You say keto is risky, yet can't say what those risks are or provide evidence.
TaiwanIsNotChina
Fasting for long periods also works for weight loss, but who has the discipline for that? If keto were super risky there would be no Eskimos.
falseflagsteve
Don’t diet, eat well and exercise daily including vigorous exercise a few times a week at least. Eat eggs, beans, fresh fruit and veg and oats. Avoid ultra processed foods at all costs. Learn how to cook if you don’t know already. Fresh foods can be found cheaply in Japan if you learn where to look, like everything in life, make an effort and you’ll get results.
Make healthy eating a lifestyle not a fad, you know it makes sense.
virusrex
Again, is your argument that the whole scientific and medical community of the world explicitly call keto unhealthy without evidence? is that what you believe? Because this is what you are saying, it is not like I am the one making up the consensus. When you can't even write this and instead pretend I am the one saying that keto is unhealthy you are also making it obvious you understand it is extremely well supported.
Fasting for long periods is not even one of the balanced diets that work and are recommended.
Also Eskimos have such a terrible health that Americanizing their diet made them healthier.
Wick's pencil
That's certainly not true.
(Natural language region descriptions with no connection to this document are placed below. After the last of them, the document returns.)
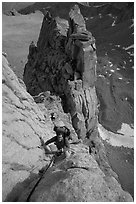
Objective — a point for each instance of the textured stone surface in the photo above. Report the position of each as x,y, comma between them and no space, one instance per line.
22,125
64,62
81,177
77,179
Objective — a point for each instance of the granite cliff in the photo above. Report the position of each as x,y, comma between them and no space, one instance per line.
79,178
63,64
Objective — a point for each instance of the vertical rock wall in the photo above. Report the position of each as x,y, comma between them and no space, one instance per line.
64,62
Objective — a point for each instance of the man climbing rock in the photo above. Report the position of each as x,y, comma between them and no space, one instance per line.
61,140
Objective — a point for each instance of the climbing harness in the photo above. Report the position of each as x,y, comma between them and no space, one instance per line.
33,189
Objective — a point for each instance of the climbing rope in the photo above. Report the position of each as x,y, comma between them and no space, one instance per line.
33,189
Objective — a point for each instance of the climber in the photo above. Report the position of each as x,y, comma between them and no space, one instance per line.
61,140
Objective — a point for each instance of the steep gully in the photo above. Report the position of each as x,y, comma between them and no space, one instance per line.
64,62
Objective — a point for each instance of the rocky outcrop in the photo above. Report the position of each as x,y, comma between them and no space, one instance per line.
22,157
22,125
77,179
64,62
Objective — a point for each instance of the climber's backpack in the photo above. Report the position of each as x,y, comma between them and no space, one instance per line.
64,130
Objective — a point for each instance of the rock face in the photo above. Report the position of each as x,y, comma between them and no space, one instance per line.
64,62
22,125
77,178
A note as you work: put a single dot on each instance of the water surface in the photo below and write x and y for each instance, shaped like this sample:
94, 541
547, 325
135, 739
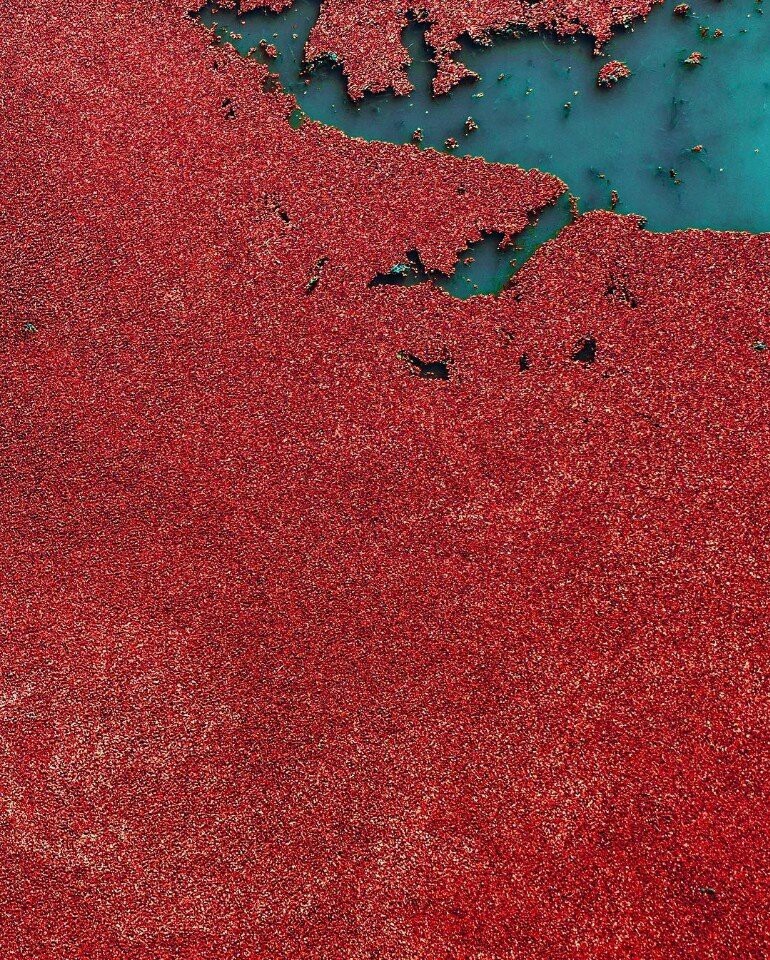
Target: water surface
537, 104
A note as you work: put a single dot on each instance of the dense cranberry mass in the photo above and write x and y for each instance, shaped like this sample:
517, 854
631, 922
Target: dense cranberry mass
366, 35
313, 650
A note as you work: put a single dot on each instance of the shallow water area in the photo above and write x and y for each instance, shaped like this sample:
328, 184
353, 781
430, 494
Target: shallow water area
537, 104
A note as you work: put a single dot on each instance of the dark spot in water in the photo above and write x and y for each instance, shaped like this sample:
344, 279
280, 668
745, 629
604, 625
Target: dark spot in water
404, 274
427, 369
586, 351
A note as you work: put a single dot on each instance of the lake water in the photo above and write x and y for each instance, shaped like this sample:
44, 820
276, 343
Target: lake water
636, 138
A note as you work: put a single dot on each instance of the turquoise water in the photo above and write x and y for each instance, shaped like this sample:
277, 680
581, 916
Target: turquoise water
636, 138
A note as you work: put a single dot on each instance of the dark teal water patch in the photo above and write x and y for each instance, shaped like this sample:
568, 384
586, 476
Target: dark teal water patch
537, 104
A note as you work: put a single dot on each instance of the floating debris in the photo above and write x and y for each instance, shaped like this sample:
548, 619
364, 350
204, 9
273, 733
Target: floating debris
427, 369
612, 72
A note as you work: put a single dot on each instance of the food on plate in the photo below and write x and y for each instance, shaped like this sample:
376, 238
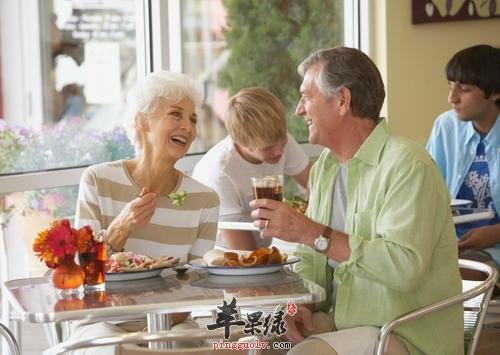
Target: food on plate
214, 257
298, 203
231, 259
129, 262
260, 256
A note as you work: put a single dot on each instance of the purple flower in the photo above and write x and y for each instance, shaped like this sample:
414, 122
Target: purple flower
37, 204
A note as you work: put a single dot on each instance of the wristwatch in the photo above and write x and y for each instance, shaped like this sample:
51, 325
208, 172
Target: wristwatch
322, 242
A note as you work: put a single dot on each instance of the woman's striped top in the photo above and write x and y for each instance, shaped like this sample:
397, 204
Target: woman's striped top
186, 231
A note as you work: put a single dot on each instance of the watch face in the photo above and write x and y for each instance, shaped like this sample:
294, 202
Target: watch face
321, 243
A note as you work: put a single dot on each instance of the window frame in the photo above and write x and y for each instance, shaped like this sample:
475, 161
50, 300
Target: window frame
154, 38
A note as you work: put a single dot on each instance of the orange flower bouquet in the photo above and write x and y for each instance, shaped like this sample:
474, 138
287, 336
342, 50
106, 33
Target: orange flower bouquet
61, 241
57, 247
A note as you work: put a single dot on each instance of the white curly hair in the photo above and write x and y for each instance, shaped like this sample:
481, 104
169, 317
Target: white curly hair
143, 97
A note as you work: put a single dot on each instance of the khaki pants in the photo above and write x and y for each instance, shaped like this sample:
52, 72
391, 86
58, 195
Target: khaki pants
326, 340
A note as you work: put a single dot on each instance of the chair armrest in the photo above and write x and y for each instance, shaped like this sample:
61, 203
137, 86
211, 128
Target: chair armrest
140, 337
485, 287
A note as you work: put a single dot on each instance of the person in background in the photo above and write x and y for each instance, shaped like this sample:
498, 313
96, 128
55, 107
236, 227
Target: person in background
144, 204
378, 210
465, 143
257, 145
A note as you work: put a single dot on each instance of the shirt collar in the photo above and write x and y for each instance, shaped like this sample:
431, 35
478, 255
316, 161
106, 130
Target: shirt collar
493, 137
371, 149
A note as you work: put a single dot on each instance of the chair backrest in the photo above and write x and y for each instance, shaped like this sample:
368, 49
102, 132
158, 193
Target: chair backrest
145, 337
11, 340
473, 321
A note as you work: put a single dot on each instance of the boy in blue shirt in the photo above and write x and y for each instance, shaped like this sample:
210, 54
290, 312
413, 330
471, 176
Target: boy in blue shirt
465, 143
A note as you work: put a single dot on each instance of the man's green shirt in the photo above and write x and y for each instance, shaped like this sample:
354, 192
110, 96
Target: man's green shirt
403, 247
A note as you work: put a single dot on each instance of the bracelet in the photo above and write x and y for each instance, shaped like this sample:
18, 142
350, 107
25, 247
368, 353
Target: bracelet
110, 251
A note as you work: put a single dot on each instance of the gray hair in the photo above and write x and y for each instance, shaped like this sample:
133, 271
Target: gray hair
144, 97
353, 69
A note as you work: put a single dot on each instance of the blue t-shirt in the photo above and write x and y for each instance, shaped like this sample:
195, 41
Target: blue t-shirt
476, 188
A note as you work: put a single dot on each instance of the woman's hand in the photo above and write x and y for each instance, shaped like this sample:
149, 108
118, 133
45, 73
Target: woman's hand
135, 214
302, 319
480, 238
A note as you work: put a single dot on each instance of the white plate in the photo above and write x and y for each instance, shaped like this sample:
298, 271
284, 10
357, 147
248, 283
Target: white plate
263, 280
134, 275
240, 270
456, 202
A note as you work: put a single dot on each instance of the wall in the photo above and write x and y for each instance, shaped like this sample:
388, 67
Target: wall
412, 60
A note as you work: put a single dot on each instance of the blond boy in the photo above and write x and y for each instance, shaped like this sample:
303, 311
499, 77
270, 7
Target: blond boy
257, 145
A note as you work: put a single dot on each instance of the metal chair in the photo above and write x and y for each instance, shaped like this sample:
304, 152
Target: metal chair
474, 311
11, 340
145, 337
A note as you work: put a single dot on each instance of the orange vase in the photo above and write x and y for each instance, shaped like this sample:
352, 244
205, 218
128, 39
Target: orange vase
68, 276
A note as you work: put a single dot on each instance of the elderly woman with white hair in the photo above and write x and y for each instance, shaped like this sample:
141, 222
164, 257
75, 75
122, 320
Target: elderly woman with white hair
132, 199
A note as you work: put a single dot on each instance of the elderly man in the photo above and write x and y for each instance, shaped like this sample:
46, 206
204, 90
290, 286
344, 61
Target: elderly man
378, 235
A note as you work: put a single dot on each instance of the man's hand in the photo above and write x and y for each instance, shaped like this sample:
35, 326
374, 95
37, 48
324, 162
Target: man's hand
480, 238
283, 221
302, 319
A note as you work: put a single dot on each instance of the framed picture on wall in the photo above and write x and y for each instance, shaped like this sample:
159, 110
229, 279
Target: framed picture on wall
424, 11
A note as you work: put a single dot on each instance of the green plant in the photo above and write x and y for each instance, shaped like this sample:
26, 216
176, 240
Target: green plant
268, 39
69, 143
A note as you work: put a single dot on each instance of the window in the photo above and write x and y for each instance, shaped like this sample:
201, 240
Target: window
63, 89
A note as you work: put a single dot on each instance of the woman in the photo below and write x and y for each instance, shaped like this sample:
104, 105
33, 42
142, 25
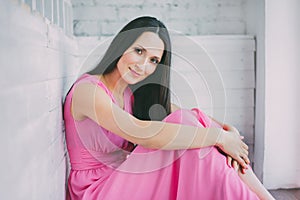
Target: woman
181, 157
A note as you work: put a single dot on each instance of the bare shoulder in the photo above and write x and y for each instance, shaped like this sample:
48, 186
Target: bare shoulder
84, 98
174, 107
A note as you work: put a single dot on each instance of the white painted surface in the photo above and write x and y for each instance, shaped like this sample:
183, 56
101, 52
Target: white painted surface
192, 17
282, 100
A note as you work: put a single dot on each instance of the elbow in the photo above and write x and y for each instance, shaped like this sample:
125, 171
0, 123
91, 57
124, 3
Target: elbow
152, 143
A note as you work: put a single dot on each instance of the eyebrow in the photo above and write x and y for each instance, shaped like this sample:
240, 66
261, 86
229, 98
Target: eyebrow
144, 49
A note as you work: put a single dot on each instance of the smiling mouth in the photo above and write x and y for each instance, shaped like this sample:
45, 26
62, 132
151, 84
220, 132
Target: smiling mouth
134, 72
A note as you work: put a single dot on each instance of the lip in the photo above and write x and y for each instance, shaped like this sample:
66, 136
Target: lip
134, 72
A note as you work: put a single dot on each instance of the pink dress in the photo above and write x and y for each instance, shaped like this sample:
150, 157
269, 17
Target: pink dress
102, 168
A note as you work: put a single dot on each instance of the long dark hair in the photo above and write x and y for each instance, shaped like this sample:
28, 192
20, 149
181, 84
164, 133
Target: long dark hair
152, 95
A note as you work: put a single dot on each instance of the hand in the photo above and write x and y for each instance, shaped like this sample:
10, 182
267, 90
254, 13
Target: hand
231, 143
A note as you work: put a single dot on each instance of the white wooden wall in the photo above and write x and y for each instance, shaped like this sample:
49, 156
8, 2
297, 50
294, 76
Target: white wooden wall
217, 74
38, 63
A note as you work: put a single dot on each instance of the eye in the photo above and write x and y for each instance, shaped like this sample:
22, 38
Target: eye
154, 60
138, 50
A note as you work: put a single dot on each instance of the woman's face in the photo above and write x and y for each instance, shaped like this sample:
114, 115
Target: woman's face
141, 58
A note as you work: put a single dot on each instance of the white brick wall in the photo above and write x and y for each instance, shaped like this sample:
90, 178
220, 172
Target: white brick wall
38, 64
192, 17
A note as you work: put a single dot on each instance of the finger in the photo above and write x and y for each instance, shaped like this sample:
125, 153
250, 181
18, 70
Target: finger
229, 160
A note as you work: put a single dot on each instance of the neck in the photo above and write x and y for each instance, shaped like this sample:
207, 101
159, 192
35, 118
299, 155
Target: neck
114, 83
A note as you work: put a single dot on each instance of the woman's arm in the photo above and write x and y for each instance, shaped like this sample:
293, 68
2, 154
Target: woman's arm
91, 101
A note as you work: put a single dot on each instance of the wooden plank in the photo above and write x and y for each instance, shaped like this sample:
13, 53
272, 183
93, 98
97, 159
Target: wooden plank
214, 43
236, 79
217, 99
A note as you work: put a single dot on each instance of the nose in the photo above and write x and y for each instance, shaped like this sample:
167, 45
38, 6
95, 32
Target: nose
142, 65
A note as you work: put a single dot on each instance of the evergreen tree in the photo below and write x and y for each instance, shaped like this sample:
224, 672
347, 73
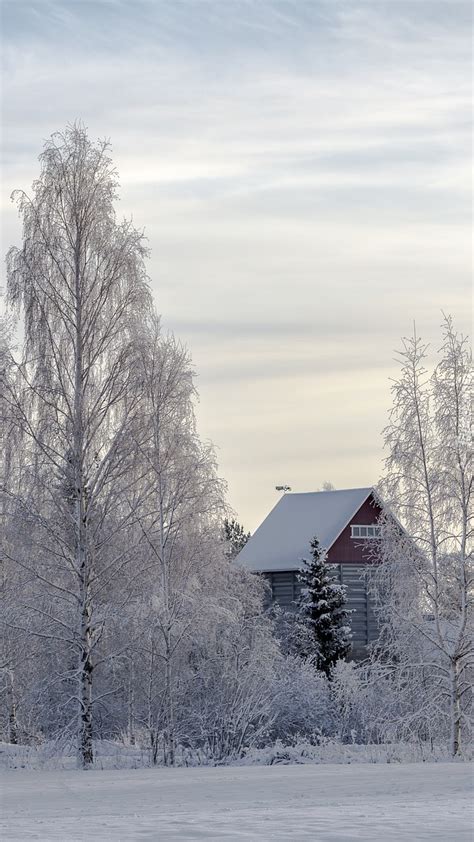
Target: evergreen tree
235, 537
322, 616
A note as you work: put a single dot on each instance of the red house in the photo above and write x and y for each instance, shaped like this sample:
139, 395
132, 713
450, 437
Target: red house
345, 522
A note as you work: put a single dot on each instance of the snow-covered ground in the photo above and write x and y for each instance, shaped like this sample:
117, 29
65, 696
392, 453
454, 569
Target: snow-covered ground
323, 803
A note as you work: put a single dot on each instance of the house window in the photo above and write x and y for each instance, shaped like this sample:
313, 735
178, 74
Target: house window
360, 531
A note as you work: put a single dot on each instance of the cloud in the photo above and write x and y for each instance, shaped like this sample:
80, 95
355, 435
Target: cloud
301, 170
Do you have any evidence?Americanizing their diet destroyed their health, it led to rising obesity, cardiovascular disease, high blood pressure and type 2 diabetes.
Wick's pencil
No, our argument is that you've made a number of unsupported claims.
wallace
The term Eskimo is no longer acceptable. It is widely considered offensive and outdated by many Indigenous peoples of the Arctic, and it is recommended to use "Inuit" instead, of the specific language group name (e.g., Inupiat, Yupik).
I use Inuit like in Greenland.
Jimizo
Alternative media podcast watchers are the go to people for any matters related to health and science in general.
They are convinced that the elites will soon force an insect diet on us.
Would that be healthy? Not a fan of insects as food but just trying to find a positive in the inevitable.
virusrex
And that was still better than their "natural" keto.
https://www.sciencedirect.com/science/article/pii/S0021915002003647
The decrease in mortality from IHD in Greenland since 1965 is surprising in view of the rapid westernization of the country during the same period. A similar trend was present among Alaska Natives
Once again, ignoring something is a terribly bad argument to say it is not true, at the end it only proves that the personal bias is what makes you have mistaken concepts.
Which of the claims are contrary to the current consensus? none? that means the claims are coherent with it, so you are still saying the scientific and medical communities of the whole world have no evidence just because they conclude something that you don't want to believe. It is just that said like this so clearly makes it an obviously impossible to believe position so you still want to pretend is it something only said by one single person, not the consensus.